Ireland badly needs fresh thinking on its place in Europe

Conference highlights need to address wider issues obscured by preoccupation with Brexit

A gadfly is a term for a person who annoys or criticises others in order to provoke them into action. Such people are needed. Especially when public policy is consensual, criticism is limited and alternative views become taboo.

Ireland's European policies after Brexit badly need more detailed examination and debate than they get during the current necessary preoccupation with Brexit. That crisis is accompanied by very high approval ratings in polls of Irish EU membership, stimulated by solidarity over the Northern Ireland Border. It draws on the older nationalist impulse to diminish dependence on Britain by linking up with Europe.

All the more reason to welcome gadfly comments which open up neglected issues about Irish EU policies at yesterday’s conference of the Irish Association for Contemporary European Studies. Entitled “After Brexit, what next?” it raised them within an engaged perspective on EU membership, yet open to policy criticism.

Our monoglot practice and failure to develop multilingualism at primary and secondary levels is bound to affect future EU participation, according to Joachim Fischer from the University of Limerick

Eoin Drea from the centre right Wilfried Martens think tank in Brussels lamented the failure to articulate a vision of Irish policy reflecting his own priorities. Ireland is seen as an exemplar of an Anglo-American socio-economic model in Brussels; but it is caught between the neoliberal northern European Hanseatic model and the deeper fiscal one of southern states led by France – which does it prefer?

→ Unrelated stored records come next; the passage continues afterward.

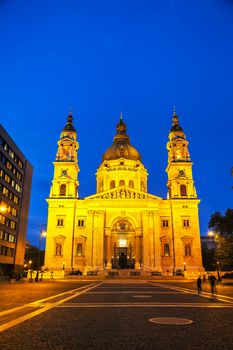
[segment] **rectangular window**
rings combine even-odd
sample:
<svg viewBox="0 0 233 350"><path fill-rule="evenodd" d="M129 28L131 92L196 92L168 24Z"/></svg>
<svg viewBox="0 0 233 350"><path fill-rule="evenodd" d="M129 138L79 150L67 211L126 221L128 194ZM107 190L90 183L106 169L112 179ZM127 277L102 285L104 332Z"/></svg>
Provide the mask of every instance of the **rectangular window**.
<svg viewBox="0 0 233 350"><path fill-rule="evenodd" d="M84 227L84 226L85 226L84 219L78 219L78 227Z"/></svg>
<svg viewBox="0 0 233 350"><path fill-rule="evenodd" d="M4 150L5 151L8 151L8 145L5 143L5 145L4 145Z"/></svg>
<svg viewBox="0 0 233 350"><path fill-rule="evenodd" d="M14 235L12 235L11 233L9 233L9 242L12 242L12 243L14 243L15 242L15 236Z"/></svg>
<svg viewBox="0 0 233 350"><path fill-rule="evenodd" d="M9 176L9 175L7 175L7 174L5 174L5 181L6 181L6 182L8 182L8 183L11 181L10 176Z"/></svg>
<svg viewBox="0 0 233 350"><path fill-rule="evenodd" d="M64 219L57 219L57 226L64 226Z"/></svg>
<svg viewBox="0 0 233 350"><path fill-rule="evenodd" d="M9 148L9 155L11 156L12 159L14 159L15 154L10 148Z"/></svg>
<svg viewBox="0 0 233 350"><path fill-rule="evenodd" d="M7 256L13 256L14 255L14 249L7 248Z"/></svg>
<svg viewBox="0 0 233 350"><path fill-rule="evenodd" d="M9 196L9 190L6 187L3 187L3 192L2 192L6 197Z"/></svg>
<svg viewBox="0 0 233 350"><path fill-rule="evenodd" d="M18 184L15 184L15 189L16 191L21 192L21 187Z"/></svg>
<svg viewBox="0 0 233 350"><path fill-rule="evenodd" d="M190 227L189 219L183 219L183 226L184 227Z"/></svg>
<svg viewBox="0 0 233 350"><path fill-rule="evenodd" d="M20 160L18 160L18 166L22 169L23 168L23 163L20 161Z"/></svg>
<svg viewBox="0 0 233 350"><path fill-rule="evenodd" d="M170 256L170 247L168 243L164 244L164 256Z"/></svg>
<svg viewBox="0 0 233 350"><path fill-rule="evenodd" d="M12 169L12 164L9 161L7 161L6 166L8 169L10 169L10 170Z"/></svg>
<svg viewBox="0 0 233 350"><path fill-rule="evenodd" d="M169 226L169 221L167 219L162 220L162 227L168 227Z"/></svg>
<svg viewBox="0 0 233 350"><path fill-rule="evenodd" d="M56 243L55 255L57 255L57 256L62 255L62 245L60 243Z"/></svg>
<svg viewBox="0 0 233 350"><path fill-rule="evenodd" d="M0 230L0 239L3 239L3 234L4 234L3 230Z"/></svg>
<svg viewBox="0 0 233 350"><path fill-rule="evenodd" d="M12 221L10 222L10 228L12 228L12 230L15 230L16 227L16 222Z"/></svg>
<svg viewBox="0 0 233 350"><path fill-rule="evenodd" d="M77 245L77 256L82 256L83 255L83 245L82 243L78 243Z"/></svg>
<svg viewBox="0 0 233 350"><path fill-rule="evenodd" d="M12 208L11 214L13 216L17 216L17 210L15 208Z"/></svg>
<svg viewBox="0 0 233 350"><path fill-rule="evenodd" d="M14 203L18 204L19 203L19 197L17 197L16 195L14 195Z"/></svg>
<svg viewBox="0 0 233 350"><path fill-rule="evenodd" d="M0 224L5 225L6 218L3 215L0 215Z"/></svg>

Likewise, he outlined the benefits his child receives from public social care services where he lives in Belgium; but he got nowhere when he tried to insert a publicly funded social care system in a Fine Gael policy group. There is little political or media awareness or debate here about how much of an outlier Ireland is on social care in Europe, where most such services are provided at local level from local taxation. Our weak local government powers combine with privatised US-style welfare and health arrangements to make the issue invisible. This is despite evidence from polling and the recent Citizens’ Assembly on equality that most citizens would prefer publicly provided care.

Drea’s comments were taken up by Seán Healy of Social Justice Ireland who pointed out how low the overall tax take is here compared with other EU states. He criticised media for their reactive and limiting coverage of the corporate tax issue – there were very few voices reflecting demands for a higher rate than 15 per cent to fund international public goods, but rather a deference to US corporations.

Drea saw similar questions at play on data protection and regulation, where Ireland’s is seen as an Atlanticist outlier. A possible future bridge-building role with the US demands greater input to EU policymaking. Likewise with languages, where our monoglot practice and failure to develop multilingualism at primary and secondary levels is bound to affect future EU participation by elites and citizens alike, according to Joachim Fischer from the University of Limerick.

If we want to engage with Europe we need to respond positively there, including through their languages, and not glibly elide that into “global” initiatives: Germany is not the same as Singapore in this respect.

Viviane Gravey of Queen’s University Belfast said Ireland is currently being sued by the European Commission on 13 climate policy issues, raising questions about how public rhetoric relates to the actual implementation of EU policy. Ireland is at the high end of world carbon emitters because of our relentless consumerism, relative wealth and agricultural practices. The incompatibility of indefinite capitalist growth and climate survival is rarely posed.

In the field of Irish military and defence policy Ben Tonra of UCD is a long-standing gadfly on Irish neutrality. It is amoral, often immoral and hypocritical, he said, and Nato membership is quite compatible with Irish values and interests. Responding, Charlie Flanagan, former minister and now chair of the Oireachtas committee on foreign affairs, said there is no public support for joining Nato, though he thinks the subject needs much more engaged debate.

Flanagan had in mind, perhaps, another stream of sovereigntist gadflies who showed in Ireland’s previous EU referendums how effective they can be in puncturing complacent policy certainties. If Brexit takes a nasty turn on the single market and the Irish Border they can find a fresh voice and appeal, inspired by British Euroscepticism.

In her keynote speech to the conference, Irish Times Europe correspondent Naomi O’Leary strongly emphasised how influential British framing of EU issues is here, seen as an Irish journalist in Brussels.

She is rightly worried that future EU policy shocks will find Irish policymakers ill-prepared for public surprise and dissent.